Multiple sequence alignment was performed using ClustalW program http://www.ebi.ac.uk/clustalw/ available at the European Bioinformatics Institute web site [9]. Based on the result, highly identical sequences were removed to reduce the bias on the conserved motif search.

Conserved motif search

MEME http://meme.sdsc.edu/meme/intro.html[10] and PRATT http://www.ebi.ac.uk/pratt/[11] were used to dig out conserved motif information. The output of the program is completed studied and then used as input to the next step of the pipeline.

Database search for new hydrophobins

MAST http://meme.sdsc.edu/meme/mast.html[12], bundled with MEME, was used to search for new hydrophobin sequences against nr database (non-redundant protein database). Huge amount of sequences are retrieved. A perl program is written to eliminate replications based on genbank ID.

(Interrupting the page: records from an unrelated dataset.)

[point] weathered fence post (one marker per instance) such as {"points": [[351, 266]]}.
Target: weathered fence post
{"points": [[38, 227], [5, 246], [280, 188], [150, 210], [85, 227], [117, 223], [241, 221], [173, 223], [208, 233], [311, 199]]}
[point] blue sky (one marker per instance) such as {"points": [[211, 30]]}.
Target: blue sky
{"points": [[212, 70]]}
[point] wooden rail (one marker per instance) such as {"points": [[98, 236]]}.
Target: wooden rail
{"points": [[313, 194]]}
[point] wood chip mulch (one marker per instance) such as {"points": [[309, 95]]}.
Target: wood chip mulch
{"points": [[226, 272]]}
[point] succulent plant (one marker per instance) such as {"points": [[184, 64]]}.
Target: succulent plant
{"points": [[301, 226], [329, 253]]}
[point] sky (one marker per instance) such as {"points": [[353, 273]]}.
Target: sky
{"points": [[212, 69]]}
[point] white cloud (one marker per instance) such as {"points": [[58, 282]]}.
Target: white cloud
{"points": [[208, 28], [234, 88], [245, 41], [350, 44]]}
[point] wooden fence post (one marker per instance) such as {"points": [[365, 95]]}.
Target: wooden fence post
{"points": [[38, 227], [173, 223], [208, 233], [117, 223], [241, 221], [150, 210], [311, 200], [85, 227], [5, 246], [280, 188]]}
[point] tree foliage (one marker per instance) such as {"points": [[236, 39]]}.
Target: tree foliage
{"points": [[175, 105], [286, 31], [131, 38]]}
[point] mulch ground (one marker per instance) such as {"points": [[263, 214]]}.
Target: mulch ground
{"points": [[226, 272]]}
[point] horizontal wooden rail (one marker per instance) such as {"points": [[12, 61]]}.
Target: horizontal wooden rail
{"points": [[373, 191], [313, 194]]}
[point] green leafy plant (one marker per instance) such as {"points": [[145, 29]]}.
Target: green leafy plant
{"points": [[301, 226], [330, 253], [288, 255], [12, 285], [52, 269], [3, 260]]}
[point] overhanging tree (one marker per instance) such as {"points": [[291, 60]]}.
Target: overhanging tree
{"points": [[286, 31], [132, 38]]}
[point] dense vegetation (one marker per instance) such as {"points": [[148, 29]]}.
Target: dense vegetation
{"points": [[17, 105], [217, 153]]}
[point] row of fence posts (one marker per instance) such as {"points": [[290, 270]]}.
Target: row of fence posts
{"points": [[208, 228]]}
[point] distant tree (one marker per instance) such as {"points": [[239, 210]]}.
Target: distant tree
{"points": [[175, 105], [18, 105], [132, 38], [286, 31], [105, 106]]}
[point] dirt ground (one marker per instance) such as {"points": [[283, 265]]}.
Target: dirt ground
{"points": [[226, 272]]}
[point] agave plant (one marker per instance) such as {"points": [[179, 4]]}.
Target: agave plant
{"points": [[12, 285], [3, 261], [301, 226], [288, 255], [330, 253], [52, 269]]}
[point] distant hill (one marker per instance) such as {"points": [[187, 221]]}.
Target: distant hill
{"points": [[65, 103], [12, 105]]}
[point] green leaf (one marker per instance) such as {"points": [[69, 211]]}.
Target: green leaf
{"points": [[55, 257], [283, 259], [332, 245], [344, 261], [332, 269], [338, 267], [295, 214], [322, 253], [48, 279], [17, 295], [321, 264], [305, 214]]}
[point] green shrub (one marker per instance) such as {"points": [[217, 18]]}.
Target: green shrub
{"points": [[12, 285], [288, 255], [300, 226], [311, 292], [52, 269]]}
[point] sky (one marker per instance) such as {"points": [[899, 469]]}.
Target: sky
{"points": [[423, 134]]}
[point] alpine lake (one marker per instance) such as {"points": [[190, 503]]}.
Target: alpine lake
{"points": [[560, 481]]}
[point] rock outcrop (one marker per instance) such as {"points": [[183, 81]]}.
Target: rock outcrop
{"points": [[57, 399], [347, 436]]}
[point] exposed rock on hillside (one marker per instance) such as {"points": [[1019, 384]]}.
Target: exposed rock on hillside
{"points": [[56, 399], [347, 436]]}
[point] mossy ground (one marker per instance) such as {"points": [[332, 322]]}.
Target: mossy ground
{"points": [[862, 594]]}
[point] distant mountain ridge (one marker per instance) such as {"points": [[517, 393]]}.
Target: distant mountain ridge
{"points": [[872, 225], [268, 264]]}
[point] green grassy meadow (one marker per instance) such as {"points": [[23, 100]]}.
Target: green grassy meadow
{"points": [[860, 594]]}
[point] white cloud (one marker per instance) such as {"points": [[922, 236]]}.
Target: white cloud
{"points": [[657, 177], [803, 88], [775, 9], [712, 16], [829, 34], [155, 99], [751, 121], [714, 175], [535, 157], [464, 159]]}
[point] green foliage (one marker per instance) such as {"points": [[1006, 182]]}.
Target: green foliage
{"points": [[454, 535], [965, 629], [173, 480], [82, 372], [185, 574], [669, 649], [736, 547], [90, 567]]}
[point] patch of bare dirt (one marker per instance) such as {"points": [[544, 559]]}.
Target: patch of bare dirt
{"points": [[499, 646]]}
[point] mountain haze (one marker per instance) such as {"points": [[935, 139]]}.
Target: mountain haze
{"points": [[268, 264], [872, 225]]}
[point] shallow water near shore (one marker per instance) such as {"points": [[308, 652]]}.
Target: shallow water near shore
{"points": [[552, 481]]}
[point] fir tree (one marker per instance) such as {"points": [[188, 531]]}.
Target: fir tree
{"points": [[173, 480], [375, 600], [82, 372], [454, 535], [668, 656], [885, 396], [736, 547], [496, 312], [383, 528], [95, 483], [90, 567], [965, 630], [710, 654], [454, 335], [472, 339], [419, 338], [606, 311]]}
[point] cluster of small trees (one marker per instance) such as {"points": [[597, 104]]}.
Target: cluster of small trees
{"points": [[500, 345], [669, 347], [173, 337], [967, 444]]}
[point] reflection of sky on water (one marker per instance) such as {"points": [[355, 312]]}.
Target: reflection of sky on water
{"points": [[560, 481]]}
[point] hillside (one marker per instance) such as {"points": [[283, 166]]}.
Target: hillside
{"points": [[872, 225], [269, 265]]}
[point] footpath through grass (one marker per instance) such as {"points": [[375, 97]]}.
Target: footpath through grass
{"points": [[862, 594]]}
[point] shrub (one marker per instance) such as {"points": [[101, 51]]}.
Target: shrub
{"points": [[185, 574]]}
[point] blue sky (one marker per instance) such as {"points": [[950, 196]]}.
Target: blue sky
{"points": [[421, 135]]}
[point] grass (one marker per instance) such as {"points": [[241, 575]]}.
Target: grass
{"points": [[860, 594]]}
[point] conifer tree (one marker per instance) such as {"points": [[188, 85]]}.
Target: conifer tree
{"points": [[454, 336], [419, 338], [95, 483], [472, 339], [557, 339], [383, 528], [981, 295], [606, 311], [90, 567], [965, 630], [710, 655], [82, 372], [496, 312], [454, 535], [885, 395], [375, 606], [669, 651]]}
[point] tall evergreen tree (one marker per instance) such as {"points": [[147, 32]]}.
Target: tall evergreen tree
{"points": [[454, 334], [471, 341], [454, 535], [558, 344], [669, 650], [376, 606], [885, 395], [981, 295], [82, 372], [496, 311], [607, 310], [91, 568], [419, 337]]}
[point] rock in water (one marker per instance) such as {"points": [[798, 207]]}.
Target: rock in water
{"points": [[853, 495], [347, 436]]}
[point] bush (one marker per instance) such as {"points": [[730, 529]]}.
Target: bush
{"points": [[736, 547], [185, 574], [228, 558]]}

Domain analysis of identified hydrophobins

SMART http://smart.embl-heidelberg.de/[13] domain analysis tool was used not only to predict the domain architecture of identified sequences but also to filter the results. A domain alignment between the newly identified potential hydrophobins and the known hydrophobins is conducted based on the result of this research.

Phylogenetic analysis

Phylip http://evolution.genetics.washington.edu/phylip.html was used to build a phylogenetic tree. A phylogenetic tree was constructed using the neighbor-joining algorithm as described by Saitouand Nei [14]. To investigate the evolutionary relationship between the putative hydrophobins identified and other hydrophobins, a phylogenetic tree was built.